Monday, August 21, 2017

Time flies! We are on the final week already!

Since my last blog, I have been working on adding a module to the Stingray library that would enable us to run blocks of code in parallel, evenly distributed across a machine's cores.
I do believe that it would be a great asset, once it is done right.

Unfortunately, the first challenge is performing multiprocessing in Python. I've always heard about the ugly Python monster named "GIL" (Global Interpreter Lock). I never understood why some people hate it so much. But not anymore, every strategy I came up with to try and work around the GIL, it always comes back and hit me.

We tried to use some external libraries to help us. But the downside of doing so is whenever there is an error, you must dig deep inside the external libraries code and figure out what is causing the problem, not to mention that debugging a multi-threaded program is already a challenge.
However, my mentor suggested using the built in multiprocessing module in Python, which basically works around the GIL by creating multiple Python processes.
It actually achieved good results, and the fact that I can customize it as much as I want without much limitation is great. But of course it has to have a downside, and that would be that absolutely no errors are handled automatically, all kinds of exceptions\errors must be handled explicitly.

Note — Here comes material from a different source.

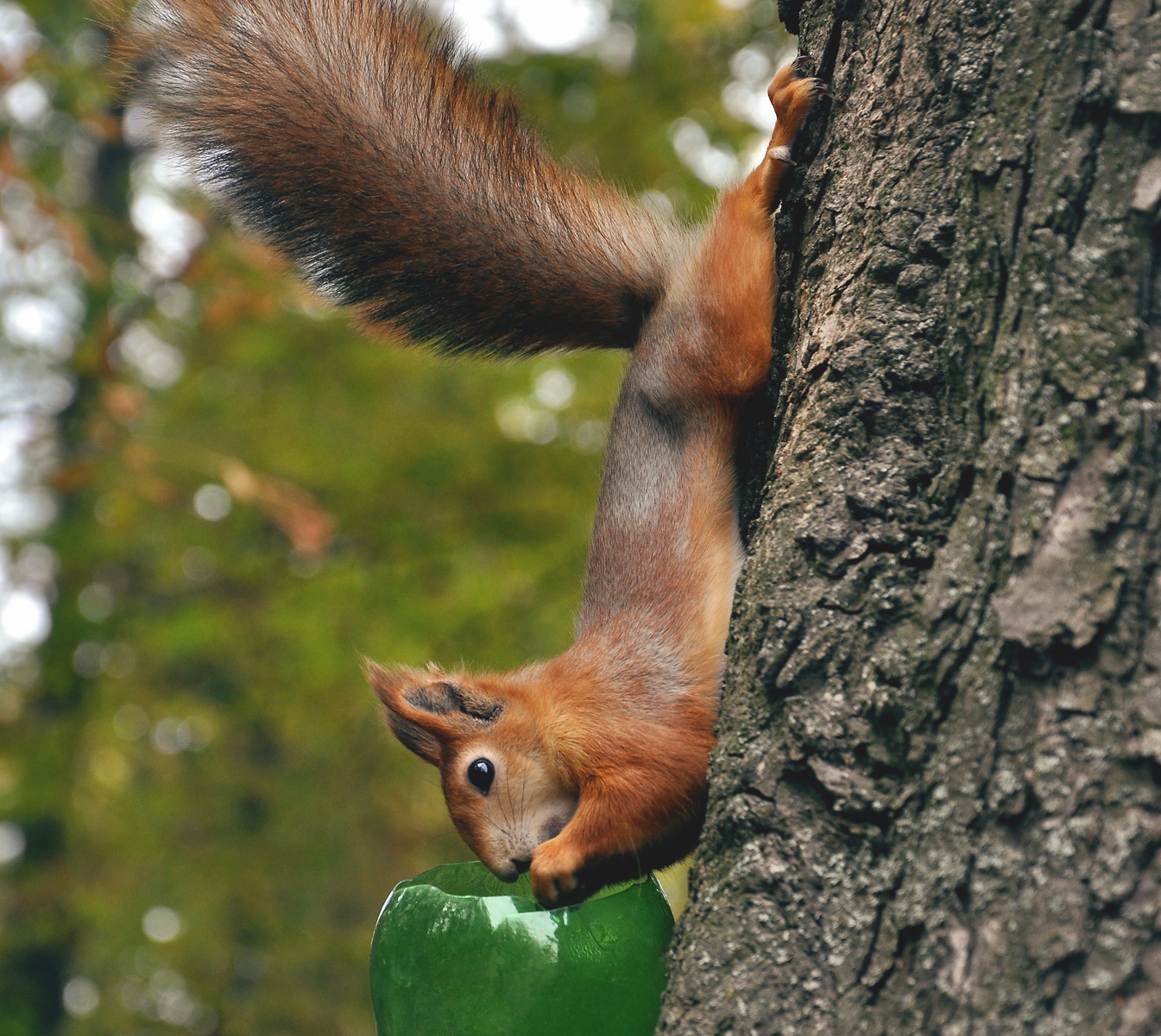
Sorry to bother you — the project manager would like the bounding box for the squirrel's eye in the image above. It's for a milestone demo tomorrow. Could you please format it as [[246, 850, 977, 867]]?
[[468, 760, 495, 794]]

My goal is to have this module tested and ready before the final deadline. If I do make it in time I believe it will have a great impact on Stingray, I also plan on continuing to develop it even after GSoC ends.

GSoC is a really great experience, it teaches you a lot. Not just on a technical level, working on a huge sized project with developers from all across the world, it helps your work to be mature enough to meetup with the standards.

Monday, August 7, 2017

They say debugging is like investigating a crime scene where you're the murder.

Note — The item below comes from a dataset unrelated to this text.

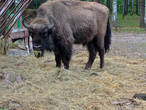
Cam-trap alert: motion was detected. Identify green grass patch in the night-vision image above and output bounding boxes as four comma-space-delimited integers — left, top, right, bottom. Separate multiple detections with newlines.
111, 14, 146, 32
0, 107, 9, 110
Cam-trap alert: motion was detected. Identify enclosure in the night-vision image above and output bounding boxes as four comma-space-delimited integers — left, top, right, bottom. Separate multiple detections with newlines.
0, 0, 146, 110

We have been planning to Integrate a python distributed computing library named "Dask" to our Stingray library. After planning I started implementing it step by step. Everything was moving smoothly and I was almost done with the very first working example. I ran the default tests in the library and all tests passed except for a single one!

It didn't look so bad as 47 tests have passed and only a single test failed, yet I have never been so wrong. The failing test was the beginning of a 3 days nightmare! For 3 days straight I've stopped progressing, and all I was doing is continuously debugging trying to figure out what is causing the bug.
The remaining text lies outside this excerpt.